Newly released House testimony lays out a stark account of billionaire Gateway cofounder Ted Waitt’s six-year romantic relationship with Ghislaine Maxwell — and his insistence that he would never have let her near his family if he had known what he knows now.

According to the transcript of a closed-door interview released by the House oversight and reform committee, Waitt told lawmakers he was involved with Maxwell from 2004 to 2010. In his opening statement, he said he would not have befriended her, allowed her around his four children, or stayed in the relationship had he understood the full scope of what later emerged about Maxwell. The testimony gives lawmakers and the public a more detailed look at a connection that sat close to the orbit of Jeffrey Epstein for years.

“If I knew then what I know now about Ms Maxwell, I never would’ve befriended her or allowed her to be around my four children.”

The transcript also appears to sharpen a dispute over how the relationship ended. Reports indicate Waitt pushed back on Maxwell’s past claim that a mysterious blackmail attempt tied to Epstein’s civil cases drove the split.
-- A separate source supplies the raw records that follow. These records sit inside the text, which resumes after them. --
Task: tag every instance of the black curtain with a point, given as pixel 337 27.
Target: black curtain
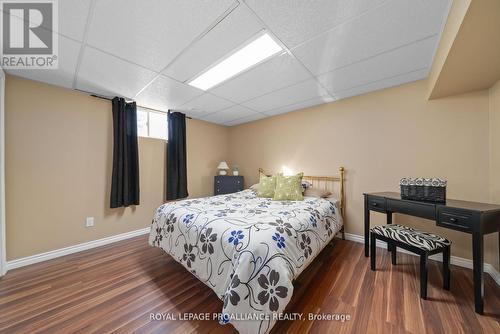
pixel 125 182
pixel 176 156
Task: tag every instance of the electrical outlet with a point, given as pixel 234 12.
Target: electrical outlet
pixel 89 222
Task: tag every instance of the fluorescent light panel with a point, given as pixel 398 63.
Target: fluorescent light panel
pixel 261 48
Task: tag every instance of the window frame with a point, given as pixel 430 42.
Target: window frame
pixel 148 128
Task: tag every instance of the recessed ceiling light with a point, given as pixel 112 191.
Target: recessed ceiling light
pixel 256 51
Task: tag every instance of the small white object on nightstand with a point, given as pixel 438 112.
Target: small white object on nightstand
pixel 222 168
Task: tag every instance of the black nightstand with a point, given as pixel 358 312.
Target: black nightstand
pixel 226 184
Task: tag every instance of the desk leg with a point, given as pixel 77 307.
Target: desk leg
pixel 478 264
pixel 367 228
pixel 389 221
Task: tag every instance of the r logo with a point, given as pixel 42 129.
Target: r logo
pixel 27 28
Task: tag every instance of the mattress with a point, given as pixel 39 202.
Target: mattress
pixel 247 249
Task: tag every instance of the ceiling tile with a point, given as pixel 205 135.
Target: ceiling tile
pixel 204 104
pixel 151 33
pixel 382 84
pixel 300 105
pixel 293 94
pixel 280 71
pixel 295 21
pixel 104 74
pixel 230 114
pixel 228 35
pixel 64 74
pixel 73 18
pixel 251 118
pixel 389 26
pixel 165 93
pixel 403 60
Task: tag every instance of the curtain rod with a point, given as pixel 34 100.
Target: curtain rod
pixel 110 99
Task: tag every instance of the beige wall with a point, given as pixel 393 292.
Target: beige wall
pixel 380 137
pixel 471 62
pixel 495 146
pixel 58 168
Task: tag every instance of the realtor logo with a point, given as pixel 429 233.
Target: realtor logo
pixel 29 40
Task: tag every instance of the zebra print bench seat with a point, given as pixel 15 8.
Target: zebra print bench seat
pixel 419 242
pixel 410 236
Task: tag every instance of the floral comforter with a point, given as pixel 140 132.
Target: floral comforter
pixel 247 249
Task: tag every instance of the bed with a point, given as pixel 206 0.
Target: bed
pixel 247 249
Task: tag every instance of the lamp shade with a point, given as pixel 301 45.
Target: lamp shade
pixel 223 165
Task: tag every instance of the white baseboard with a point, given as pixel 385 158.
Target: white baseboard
pixel 458 261
pixel 455 260
pixel 73 249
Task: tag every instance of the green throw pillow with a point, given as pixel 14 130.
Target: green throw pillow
pixel 288 188
pixel 266 186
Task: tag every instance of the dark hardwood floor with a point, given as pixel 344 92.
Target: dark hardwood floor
pixel 115 288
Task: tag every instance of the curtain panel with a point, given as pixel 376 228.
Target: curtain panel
pixel 125 178
pixel 176 156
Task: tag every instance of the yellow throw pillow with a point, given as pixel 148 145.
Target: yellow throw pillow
pixel 288 188
pixel 266 186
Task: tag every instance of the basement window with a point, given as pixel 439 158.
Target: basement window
pixel 152 124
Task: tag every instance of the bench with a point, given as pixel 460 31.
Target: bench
pixel 415 241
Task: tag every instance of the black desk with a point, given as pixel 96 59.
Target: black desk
pixel 474 218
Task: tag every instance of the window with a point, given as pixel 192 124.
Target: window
pixel 152 124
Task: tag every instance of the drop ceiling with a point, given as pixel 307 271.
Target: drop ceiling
pixel 334 49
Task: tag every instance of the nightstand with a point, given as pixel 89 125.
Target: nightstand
pixel 226 184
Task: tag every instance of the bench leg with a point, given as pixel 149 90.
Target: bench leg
pixel 393 253
pixel 373 251
pixel 446 268
pixel 423 275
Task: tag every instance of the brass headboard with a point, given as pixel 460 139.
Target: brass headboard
pixel 327 183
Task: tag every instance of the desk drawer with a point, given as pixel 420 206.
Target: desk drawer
pixel 376 203
pixel 454 219
pixel 412 208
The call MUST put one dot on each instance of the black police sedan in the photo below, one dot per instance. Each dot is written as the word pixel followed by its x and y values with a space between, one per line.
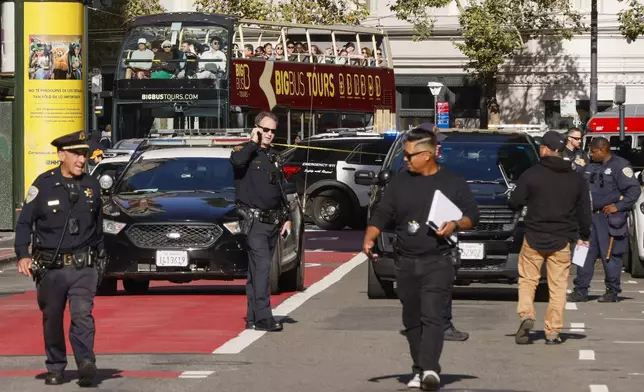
pixel 171 216
pixel 490 162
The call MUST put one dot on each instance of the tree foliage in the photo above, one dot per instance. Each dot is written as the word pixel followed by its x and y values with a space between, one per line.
pixel 495 30
pixel 297 11
pixel 631 19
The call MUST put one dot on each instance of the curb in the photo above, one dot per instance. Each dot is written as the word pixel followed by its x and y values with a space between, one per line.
pixel 8 263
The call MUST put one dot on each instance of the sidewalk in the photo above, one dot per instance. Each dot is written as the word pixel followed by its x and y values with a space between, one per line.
pixel 7 255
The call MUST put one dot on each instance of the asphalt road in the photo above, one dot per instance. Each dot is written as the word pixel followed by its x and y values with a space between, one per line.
pixel 336 339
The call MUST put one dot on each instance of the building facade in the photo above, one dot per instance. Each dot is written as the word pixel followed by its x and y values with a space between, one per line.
pixel 530 87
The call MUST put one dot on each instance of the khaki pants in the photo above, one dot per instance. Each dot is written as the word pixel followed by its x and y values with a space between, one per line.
pixel 558 267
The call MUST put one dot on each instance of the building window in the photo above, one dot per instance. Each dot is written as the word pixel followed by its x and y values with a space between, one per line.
pixel 415 97
pixel 555 121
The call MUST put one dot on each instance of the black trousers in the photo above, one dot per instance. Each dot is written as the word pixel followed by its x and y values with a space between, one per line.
pixel 261 241
pixel 53 290
pixel 424 286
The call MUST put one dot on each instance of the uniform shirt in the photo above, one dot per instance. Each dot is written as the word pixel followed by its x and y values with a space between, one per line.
pixel 408 197
pixel 608 181
pixel 253 171
pixel 47 206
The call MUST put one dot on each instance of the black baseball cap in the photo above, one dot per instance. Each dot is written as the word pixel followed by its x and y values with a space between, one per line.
pixel 554 141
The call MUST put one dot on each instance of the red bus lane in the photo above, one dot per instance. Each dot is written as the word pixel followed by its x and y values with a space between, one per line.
pixel 194 318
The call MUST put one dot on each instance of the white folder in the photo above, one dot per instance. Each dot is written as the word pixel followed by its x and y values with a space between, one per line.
pixel 443 210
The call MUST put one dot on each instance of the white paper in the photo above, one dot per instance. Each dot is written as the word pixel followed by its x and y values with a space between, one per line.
pixel 579 256
pixel 443 210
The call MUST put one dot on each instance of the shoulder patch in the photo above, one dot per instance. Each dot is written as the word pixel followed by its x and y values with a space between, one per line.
pixel 628 172
pixel 31 194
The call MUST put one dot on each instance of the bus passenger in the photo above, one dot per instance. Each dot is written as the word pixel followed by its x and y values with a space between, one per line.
pixel 210 69
pixel 140 68
pixel 163 69
pixel 279 52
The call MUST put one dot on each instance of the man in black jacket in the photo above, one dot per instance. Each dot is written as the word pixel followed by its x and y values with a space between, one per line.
pixel 558 215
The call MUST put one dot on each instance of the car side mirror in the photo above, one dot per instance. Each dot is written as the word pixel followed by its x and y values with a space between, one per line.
pixel 364 177
pixel 290 188
pixel 384 177
pixel 106 181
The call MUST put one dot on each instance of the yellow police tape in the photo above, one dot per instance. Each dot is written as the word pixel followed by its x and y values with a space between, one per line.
pixel 325 149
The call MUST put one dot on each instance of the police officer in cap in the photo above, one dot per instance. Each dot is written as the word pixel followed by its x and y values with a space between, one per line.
pixel 262 203
pixel 63 205
pixel 614 189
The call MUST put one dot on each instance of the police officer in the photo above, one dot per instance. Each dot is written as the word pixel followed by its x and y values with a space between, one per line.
pixel 424 258
pixel 64 206
pixel 573 152
pixel 262 202
pixel 614 189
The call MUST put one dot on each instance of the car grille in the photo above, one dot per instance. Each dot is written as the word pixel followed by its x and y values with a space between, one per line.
pixel 496 219
pixel 153 236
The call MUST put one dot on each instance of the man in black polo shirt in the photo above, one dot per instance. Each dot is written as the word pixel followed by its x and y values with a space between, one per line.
pixel 423 264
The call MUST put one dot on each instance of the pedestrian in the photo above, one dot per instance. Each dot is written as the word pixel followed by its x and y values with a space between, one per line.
pixel 613 190
pixel 573 152
pixel 64 207
pixel 262 202
pixel 558 217
pixel 423 257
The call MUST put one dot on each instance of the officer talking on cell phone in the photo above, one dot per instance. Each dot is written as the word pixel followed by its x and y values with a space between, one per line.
pixel 62 212
pixel 424 258
pixel 263 206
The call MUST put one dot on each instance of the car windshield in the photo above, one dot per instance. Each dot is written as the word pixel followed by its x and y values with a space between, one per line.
pixel 178 175
pixel 481 159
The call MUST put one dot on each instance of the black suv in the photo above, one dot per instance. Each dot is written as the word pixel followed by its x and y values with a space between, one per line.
pixel 323 169
pixel 490 162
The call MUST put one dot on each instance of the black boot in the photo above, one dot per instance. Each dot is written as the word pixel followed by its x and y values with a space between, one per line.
pixel 54 378
pixel 86 373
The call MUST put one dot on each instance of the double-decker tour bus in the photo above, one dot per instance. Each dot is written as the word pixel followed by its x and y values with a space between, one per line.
pixel 197 72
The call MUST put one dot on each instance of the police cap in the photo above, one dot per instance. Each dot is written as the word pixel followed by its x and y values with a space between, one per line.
pixel 554 141
pixel 73 141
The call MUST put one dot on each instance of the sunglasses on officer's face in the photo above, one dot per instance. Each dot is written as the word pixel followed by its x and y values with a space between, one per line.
pixel 265 129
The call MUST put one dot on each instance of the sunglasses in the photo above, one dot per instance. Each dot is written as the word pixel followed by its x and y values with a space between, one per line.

That disagreement matters because it cuts at Maxwell’s public version of events and raises fresh questions about how people around Epstein and Maxwell explained their ties as legal pressure mounted.

Key Facts

  • House oversight and reform committee transcripts detail Ted Waitt’s testimony.
  • Waitt said he was in a romantic relationship with Ghislaine Maxwell from 2004 to 2010.
  • He told lawmakers he would not have continued the relationship if he had known then what he knows now.
  • Reports also point to a $7.2 million breakup payout and a dispute over why the relationship ended.

This testimony does not rewrite the central facts of the Epstein-Maxwell scandal, but it adds something powerful: a firsthand account from a wealthy, prominent figure explaining how Maxwell moved through elite circles and how little some people say they understood at the time. It also underscores a recurring theme in the broader fallout from Epstein’s network — private relationships now face public scrutiny as investigators and lawmakers map who knew what, and when.

What comes next depends on how aggressively Congress and other investigators use these transcripts to probe inconsistencies, financial arrangements, and social ties around Maxwell and Epstein. For readers, the significance reaches beyond one billionaire’s past romance. Each new testimony helps fill in the architecture of influence that protected powerful people for years — and shows how that structure continues to unravel in public.